As they are larger and will create more waste, without extra water outside the 55 gallons, the tank will become dirty rather quickly. 

Consistent and frequent water changes will need to be done in order to keep the tank clean.

Keep Discus in a Planted Tank?

Keeping discus in a planted tank has many benefits. Plants are great for adding some much-needed oxygen back into the tank water. 

With the higher heat lowering the oxygen plants are a great way to ensure your discus has enough oxygen. However, you will need to choose plants that can withstand high temperatures.

Another benefit of a planted tank is that the plants will serve as another filtration system. As previously stated they are larger fish that produce more waste, and your tank will become dirty more quickly. 

Plants absorb ammonia and nitrates from the water as they grow. This will keep the water chemically cleaner for the proper water parameters and quality.

Some plant options such as plant substrate as UNS Controsoil can help water parameters remain constant. 

It buffers and stabilizes pH to an optimal level that is more suitable for tropical fish. Planted tanks with a nutrient-rich substrate are ideal for Discus fish.

Having a planted tank for discus will help maintain the water quality they need. 

Even hardscapes such as driftwood are also great additions as they also lower water hardness and pH.

Breeding Discus Fish

Breeding discus fish can be more challenging, as there are no distinct ways to determine the sex of the discus fish. 

Also, they take longer to reach sexual maturity, which will take two to three years. 

To determine a mating pair you will have to observe your discus fish as they will pair off naturally. 

When two discus fish start to exhibit territorial behavior, transfer them to a separate breeding tank as this is your mated pair.

The breeding tank should have the same water conditions and temperature as their home tank. 

It should be at least 20 gallons but no more than 30 gallons. Also, they should be fed an optimal diet to trigger spawning, a diet full of higher protein foods such as live foods only.

Discus with fry

The breeding tank should not have a substrate to keep the tank cleaner. Three should be driftwood placed around the tank as well as flat rocks. 

These will serve as egg-laying surfaces for the discus fish. 

You can also place a breeding cone inside the tank to provide a hard surface for the eggs as well as encourage them to lay eggs.

The female’s gestation will be less than four days. You will need to keep the parent fish in the tank as the eggs will be laid on. 

This incubation period will last about ten days. When their eggs hatch they will live off of the mucus on their parent’s scales

This provides them with plenty of nourishment and should be left to eat this as long as they can as this helps prevent disease in the fry.

Removing the parent fish should happen after about three or four weeks. This is when the parents are going to become done with being fed off of. 

Also at this point, the fry are about the size of a thumbnail and starts causing the parent fish to become hurt.
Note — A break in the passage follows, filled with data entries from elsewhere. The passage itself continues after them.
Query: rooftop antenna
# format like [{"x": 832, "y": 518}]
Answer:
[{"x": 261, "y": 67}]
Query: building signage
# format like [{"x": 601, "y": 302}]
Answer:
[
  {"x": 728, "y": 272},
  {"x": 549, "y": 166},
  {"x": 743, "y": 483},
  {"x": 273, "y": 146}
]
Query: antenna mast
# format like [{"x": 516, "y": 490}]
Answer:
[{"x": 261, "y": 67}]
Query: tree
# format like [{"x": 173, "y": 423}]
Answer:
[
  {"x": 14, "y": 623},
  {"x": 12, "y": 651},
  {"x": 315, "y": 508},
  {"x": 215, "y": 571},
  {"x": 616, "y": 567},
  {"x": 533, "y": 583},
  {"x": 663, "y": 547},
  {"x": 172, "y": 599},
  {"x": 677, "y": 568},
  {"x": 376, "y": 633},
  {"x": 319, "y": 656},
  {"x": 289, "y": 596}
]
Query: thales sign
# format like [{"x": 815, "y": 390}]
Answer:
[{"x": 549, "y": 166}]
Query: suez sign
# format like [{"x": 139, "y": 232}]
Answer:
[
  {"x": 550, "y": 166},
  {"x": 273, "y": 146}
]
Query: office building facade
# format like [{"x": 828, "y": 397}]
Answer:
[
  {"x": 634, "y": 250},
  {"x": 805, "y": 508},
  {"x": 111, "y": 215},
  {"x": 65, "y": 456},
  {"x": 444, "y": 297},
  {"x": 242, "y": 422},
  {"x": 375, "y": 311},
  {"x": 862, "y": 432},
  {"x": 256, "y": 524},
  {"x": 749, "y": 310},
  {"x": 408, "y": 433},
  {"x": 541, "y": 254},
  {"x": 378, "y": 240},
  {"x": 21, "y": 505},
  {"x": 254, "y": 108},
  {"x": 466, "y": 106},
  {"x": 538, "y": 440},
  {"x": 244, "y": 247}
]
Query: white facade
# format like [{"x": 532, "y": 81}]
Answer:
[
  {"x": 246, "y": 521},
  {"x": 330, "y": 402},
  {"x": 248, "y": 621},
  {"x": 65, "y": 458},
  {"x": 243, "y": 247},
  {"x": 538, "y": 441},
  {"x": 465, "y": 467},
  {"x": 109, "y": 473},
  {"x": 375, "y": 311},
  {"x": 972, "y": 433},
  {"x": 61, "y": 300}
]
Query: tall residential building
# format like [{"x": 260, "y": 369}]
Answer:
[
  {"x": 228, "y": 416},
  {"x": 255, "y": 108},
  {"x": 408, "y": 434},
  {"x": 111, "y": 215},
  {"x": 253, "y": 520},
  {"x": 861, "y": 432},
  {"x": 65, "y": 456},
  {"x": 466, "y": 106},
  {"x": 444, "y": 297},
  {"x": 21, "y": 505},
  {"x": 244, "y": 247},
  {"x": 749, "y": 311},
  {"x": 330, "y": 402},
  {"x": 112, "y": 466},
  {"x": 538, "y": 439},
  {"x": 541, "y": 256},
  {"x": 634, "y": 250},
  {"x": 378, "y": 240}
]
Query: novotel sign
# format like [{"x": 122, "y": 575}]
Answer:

At this point, it is best to start treating the water for the fry to protect them from diseases such as gill flukes. 

Treating the water is very important in the survival of the fry discus. If the water is not treated the fry will start dying until there is none left. 

This is also referred to as four-week syndrome and occurs after the fry stops feeding off the parent’s mucus.

After the fry are separated from the adults at four weeks they should be fed a high-protein diet. 

Great options for this diet are baby brine shrimp and blended proteins such as a beef heart. Once they are large enough they can be fed the same diet as the adult discus. 

Origin and Distribution

The discus fish originates from South America, in the Amazon river. The color of the discus fish will tell you which basin of the Amazon River it is native to. 

The blue discus is native to the eastern Amazon. The green discus is native to the western basin, and the red discus is native to the Rio Negro area.

Discus fish are also a specialty breed and are oftentimes not available in local stores. Because of this, they are not always in the best shape. 

It is best to purchase discus fish from a specialty breeder to ensure health of the discus fish.